General Surgery Coding Alert

You Be the Coder:

Distinguish Modifiers 66 and 62

Question: Our general surgeon worked as part of a surgical team for a liver transplant in which he made the initial abdominal midline incision and participated in the left lobe hepatectomy, including maintaining hemostasis and drainage, while a transplant surgeon inserted the cadaver donor liver, connecting it to the hepatic artery, vein, and bile ducts. How should we code our surgeon’s work, and should we use modifier 66?

Florida Subscriber

Answer: The case appears to be two surgeons rather than a surgical team. Your surgeon participated in the hepatectomy, so you should bill his work as 47125 (Hepatectomy, resection of liver; total left lobectomy) with modifier 62 (Two surgeons).

The transplant surgeon will also bill 47125 with modifier 62. Additionally, the transplant surgeon will bill the liver insertion as 47135 (Liver allotransplantation, orthotopic, partial or whole, from cadaver or living donor, any age). Depending on documentation, both surgeons may sometimes bill the transplant, too, in which case both would bill the code with modifier 62.

Not 66: This is not a case for modifier 66 (Surgical team), because you document just two surgeons.

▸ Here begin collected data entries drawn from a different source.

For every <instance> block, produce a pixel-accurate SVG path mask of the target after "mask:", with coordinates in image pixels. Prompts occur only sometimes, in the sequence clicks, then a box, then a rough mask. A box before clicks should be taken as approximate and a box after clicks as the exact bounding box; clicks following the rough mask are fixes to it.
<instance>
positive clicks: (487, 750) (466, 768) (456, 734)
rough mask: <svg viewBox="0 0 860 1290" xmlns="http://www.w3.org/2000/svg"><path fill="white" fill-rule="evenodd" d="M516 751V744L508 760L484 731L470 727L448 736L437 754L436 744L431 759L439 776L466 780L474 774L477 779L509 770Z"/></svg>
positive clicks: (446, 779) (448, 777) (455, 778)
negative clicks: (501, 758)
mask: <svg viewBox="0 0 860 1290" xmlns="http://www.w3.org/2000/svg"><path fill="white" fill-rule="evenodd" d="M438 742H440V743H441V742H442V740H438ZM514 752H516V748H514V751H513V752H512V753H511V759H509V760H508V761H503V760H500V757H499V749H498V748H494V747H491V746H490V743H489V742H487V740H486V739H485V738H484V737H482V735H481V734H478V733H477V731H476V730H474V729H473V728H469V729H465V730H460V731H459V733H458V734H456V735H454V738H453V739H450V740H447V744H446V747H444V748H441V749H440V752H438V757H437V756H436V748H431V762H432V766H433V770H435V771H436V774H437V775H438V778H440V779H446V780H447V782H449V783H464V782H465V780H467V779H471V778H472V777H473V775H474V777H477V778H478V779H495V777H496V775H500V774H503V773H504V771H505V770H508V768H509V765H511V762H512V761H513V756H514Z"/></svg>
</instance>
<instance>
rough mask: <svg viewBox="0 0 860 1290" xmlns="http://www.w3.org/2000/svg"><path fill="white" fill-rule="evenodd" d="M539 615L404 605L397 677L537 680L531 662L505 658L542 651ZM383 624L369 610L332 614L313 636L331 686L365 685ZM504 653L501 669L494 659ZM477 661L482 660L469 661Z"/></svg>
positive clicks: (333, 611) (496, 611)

You should use modifier 66 only when more than two surgeons participate in a single procedure that CPT® describes with one code. In the case of liver transplant, CPT® provides one code for the hepatectomy, and a separate code for the liver transplantation.

Also, when you are coding for team surgery, the medical record must show medical necessity for having a team of surgeons working together, because team surgeries are paid for on a “by-report” basis. Physicians must provide details in their documentation describing the procedure performed and stating that they were part of a team. Each provider reports the same procedure code(s) with modifier 66 attached. This tells the payer that the amount for the procedure should be divvied up between a team of providers instead of being paid to just one. Your scenario doesn’t indicate any of those details. In fact, very few procedures currently require or are approved for team surgery coverage, reportable with modifier 66.